Homelessness, drug preference predict relapse, treatment failure in opioid use disorder
15 Aug 2021
Homelessness, parole and probation status, drug preference, and other factors that tend to affect tolerability of medication initiation must be considered when matching patients with opioid use disorder admitted to inpatient treatment to either buprenorphine or extended-release naltrexone, suggests a recent study.
The investigators examined 50 demographic and clinical characteristics as moderators of the effects of medication assignment on relapse to regular opioid use and failure to initiate treatment in a multicentre 24-week randomized trial of assignment to buprenorphine-naloxone (n=287) vs extended-release naltrexone (n=283), comprising inpatients planning to start treatment for opioid use disorder.
Logistic regression, with correction for multiple testing, was used to estimate moderator-by-medication interactions.
The intent-to-treat analysis revealed that homeless patients had a lower relapse rate when given extended-release naltrexone compared with buprenorphine-naloxone (51.6 percent vs 70.4 percent; odds ratio [OR], 0.45, 95 percent confidence interval [CI], 0.22–0.90), while those who were not homeless had a higher relapse rate when given extended-release naltrexone compared with buprenorphine-naloxone (70.9 percent vs 53.1 percent; OR, 2.15, 95 percent CI, 1.44–3.21).
Interaction was not significant in the subsample of patients who initiated medication, with a similar pattern of lower relapse with extended-release naltrexone compared with buprenorphine among homeless patients (41.4 percent vs 68.6 percent; OR, 0.32, 95 percent CI, 0.15–0.68), but less difference among those who were not homeless (57.2 percent vs 52.0 percent; OR, 1.24, 95 percent CI, 0.80–1.90).

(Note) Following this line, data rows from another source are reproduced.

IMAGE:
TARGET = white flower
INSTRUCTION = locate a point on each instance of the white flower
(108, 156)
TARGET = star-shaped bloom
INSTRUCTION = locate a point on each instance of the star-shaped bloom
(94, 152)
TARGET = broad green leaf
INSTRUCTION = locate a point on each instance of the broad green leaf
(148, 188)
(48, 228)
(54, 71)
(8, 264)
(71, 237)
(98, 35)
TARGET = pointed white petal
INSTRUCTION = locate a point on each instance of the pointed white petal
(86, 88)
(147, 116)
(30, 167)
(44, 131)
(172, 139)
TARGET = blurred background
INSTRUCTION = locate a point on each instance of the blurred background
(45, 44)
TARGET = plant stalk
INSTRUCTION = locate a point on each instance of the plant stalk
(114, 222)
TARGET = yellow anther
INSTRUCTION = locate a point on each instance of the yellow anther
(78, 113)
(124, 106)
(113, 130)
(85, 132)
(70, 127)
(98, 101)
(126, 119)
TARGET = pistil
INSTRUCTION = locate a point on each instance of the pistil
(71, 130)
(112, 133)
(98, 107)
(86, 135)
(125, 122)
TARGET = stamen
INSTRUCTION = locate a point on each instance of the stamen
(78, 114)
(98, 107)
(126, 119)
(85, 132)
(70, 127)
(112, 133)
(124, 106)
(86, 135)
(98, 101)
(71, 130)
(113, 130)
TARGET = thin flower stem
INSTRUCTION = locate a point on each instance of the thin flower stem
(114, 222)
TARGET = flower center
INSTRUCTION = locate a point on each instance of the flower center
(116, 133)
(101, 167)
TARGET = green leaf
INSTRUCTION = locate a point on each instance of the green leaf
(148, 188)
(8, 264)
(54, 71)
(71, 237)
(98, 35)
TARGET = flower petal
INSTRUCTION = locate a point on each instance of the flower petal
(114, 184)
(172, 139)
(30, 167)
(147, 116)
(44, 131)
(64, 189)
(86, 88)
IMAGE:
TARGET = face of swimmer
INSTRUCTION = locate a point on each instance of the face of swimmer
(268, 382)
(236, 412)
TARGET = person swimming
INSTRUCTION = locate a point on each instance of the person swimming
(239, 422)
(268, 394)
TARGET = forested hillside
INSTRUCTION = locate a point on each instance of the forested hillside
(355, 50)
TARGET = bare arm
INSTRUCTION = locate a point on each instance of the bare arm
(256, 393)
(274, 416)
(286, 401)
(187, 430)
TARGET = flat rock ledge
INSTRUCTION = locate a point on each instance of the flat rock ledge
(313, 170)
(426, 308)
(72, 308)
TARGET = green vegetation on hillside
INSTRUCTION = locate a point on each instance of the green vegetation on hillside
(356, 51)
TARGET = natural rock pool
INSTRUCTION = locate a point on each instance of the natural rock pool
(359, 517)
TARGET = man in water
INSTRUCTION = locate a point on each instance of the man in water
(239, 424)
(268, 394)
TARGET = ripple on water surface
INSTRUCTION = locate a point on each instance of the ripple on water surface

Moderators for failure to initiate medication were as follows: stated preference for medication (failure was less likely if patients were given their preferred medication), parole and probation status (fewer failures with extended-release naltrexone for those on parole or probation), and presence of pain and timing of randomization (more failure with extended-release naltrexone for those endorsing moderate to severe pain and randomized early while still undergoing medically managed withdrawal).